Cache Performance Example

Assume an instruction cache miss rate for a program is 2% and a data cache miss rate is 4%. If a processor has a CPI of 2 without any memory stalls and the miss penalty is 100 cycles for all misses, determine how much faster a processor would run with a perfect cache that never missed.

solution:

Let I =instruction count

Instruction miss cycles = I X 2% X 100 = 2.00 X I

Data miss cycles = I x 36% x 4% x 100 = 1.44 X I

The total number of memory stall cycles is 2.00 I + 1.44 I =3.44 I. This is more than 3 cycles of memory stall per instruction. Accordingly, the CPI with memory stalls is 2 + 3.44 =5.44. Since there is no change in instruction count or clock rate, the ratio of the CPU execution times is

(CPU time with stalls / CPU time with perfect cache = ( I X CPIstall X Clock cycle / I X CPIperfect X Clock cycle)

CPIstall / CPIperfect = 5.44/2

= 2.72

The performance with the perfect cache is better by 2.72

Performance summary

i. When CPU performance increase, miss penalty becomes more significant.

ii. Decreasing base CPI will make the proportion of time spent on memory stalls more greater.

iii. Increasing clock rate, memory stalls account for more CPU cycles.

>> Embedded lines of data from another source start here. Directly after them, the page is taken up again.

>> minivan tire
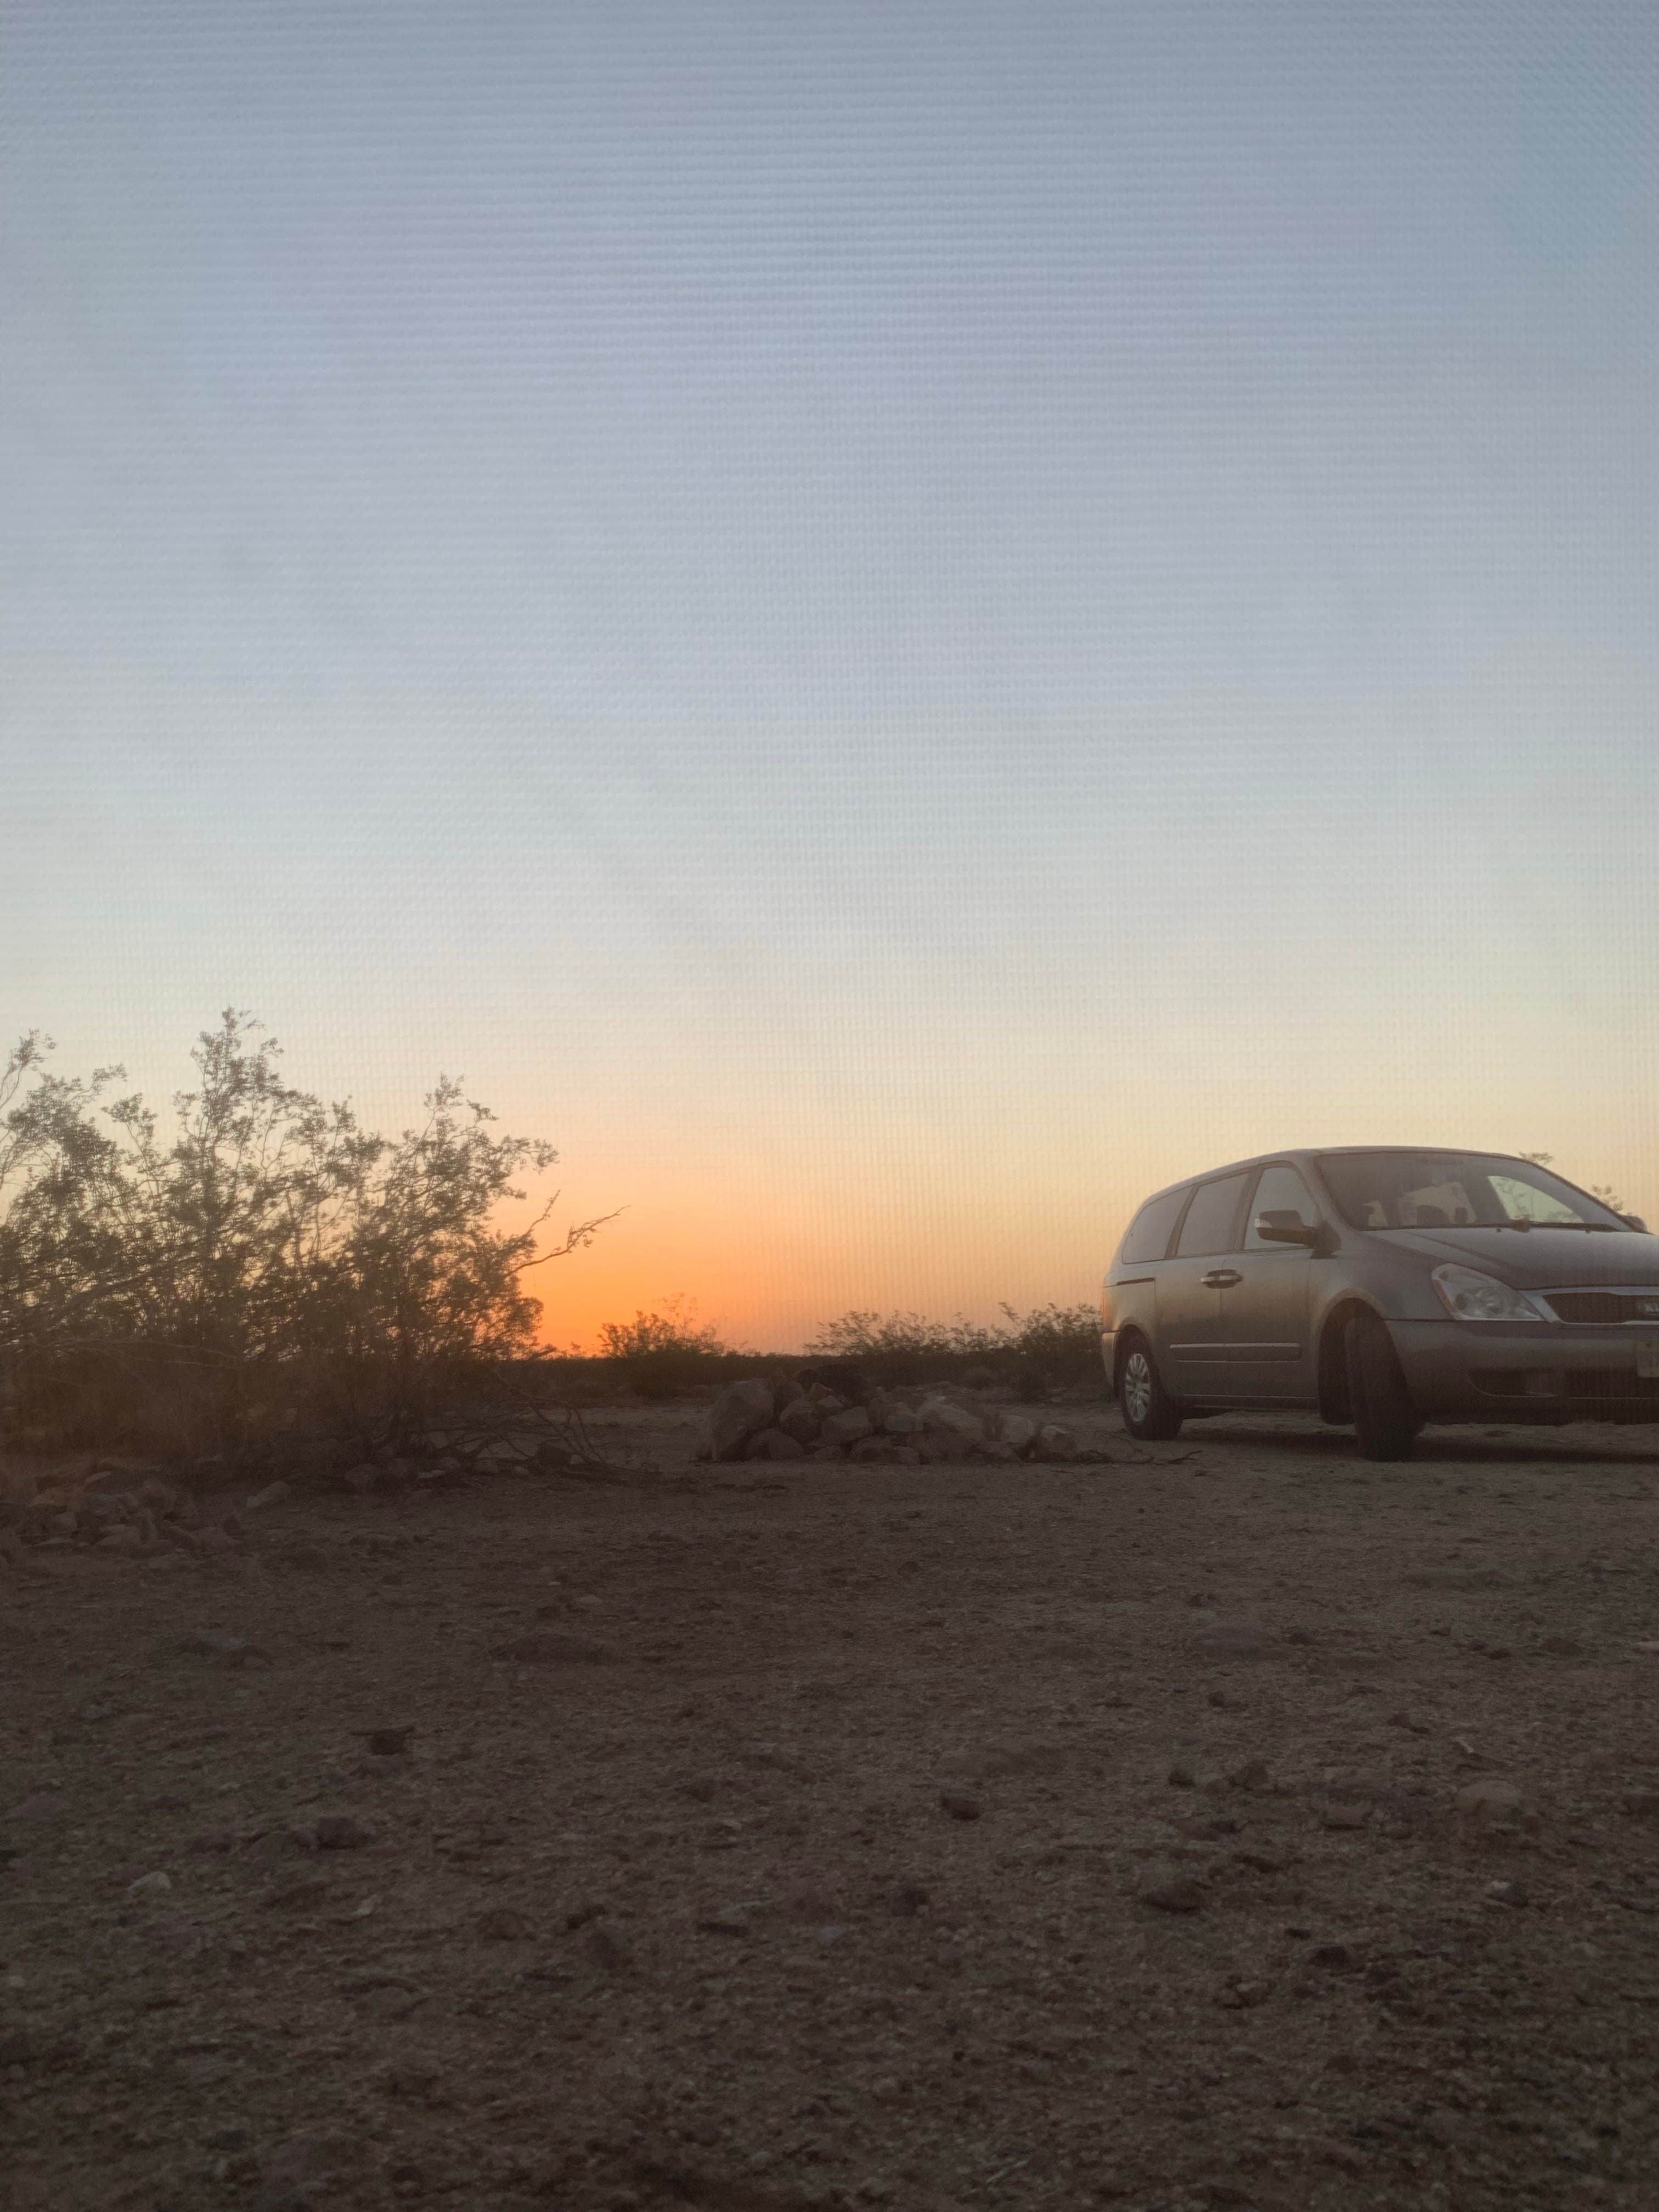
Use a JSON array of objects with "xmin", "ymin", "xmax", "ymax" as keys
[
  {"xmin": 1118, "ymin": 1333, "xmax": 1184, "ymax": 1441},
  {"xmin": 1345, "ymin": 1309, "xmax": 1418, "ymax": 1461}
]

iv. Cache behavior cannot be neglected when evaluating system performance.

Associative Caches

Fully associative

1. A block in memory may be associated with any entry in the cache.

2. To find a given block in a fully associative cache, all the entries in the cache must be searched because a block can be placed in any one.

3. To make the search practical, it is done in parallel with a comparator associated with each cache entry. These comparators significantly increase the hardware cost, effectively making fully associative placement practical only for caches with small numbers of blocks.

n-way set associative

1. Consists of a number of sets, each of which consists of n blocks.

2. Each block in the memory maps to a unique set in the cache given by the index field, and a block can be placed in any element of that set.

3. Remember that in a direct-mapped cache, the position of a memory block is given by :

(Block number) modulo (Number of cache blocks)

4. In a set-associative cache, the set containing a memory block is given by :

(Block number) modulo (Number of sets in the cache)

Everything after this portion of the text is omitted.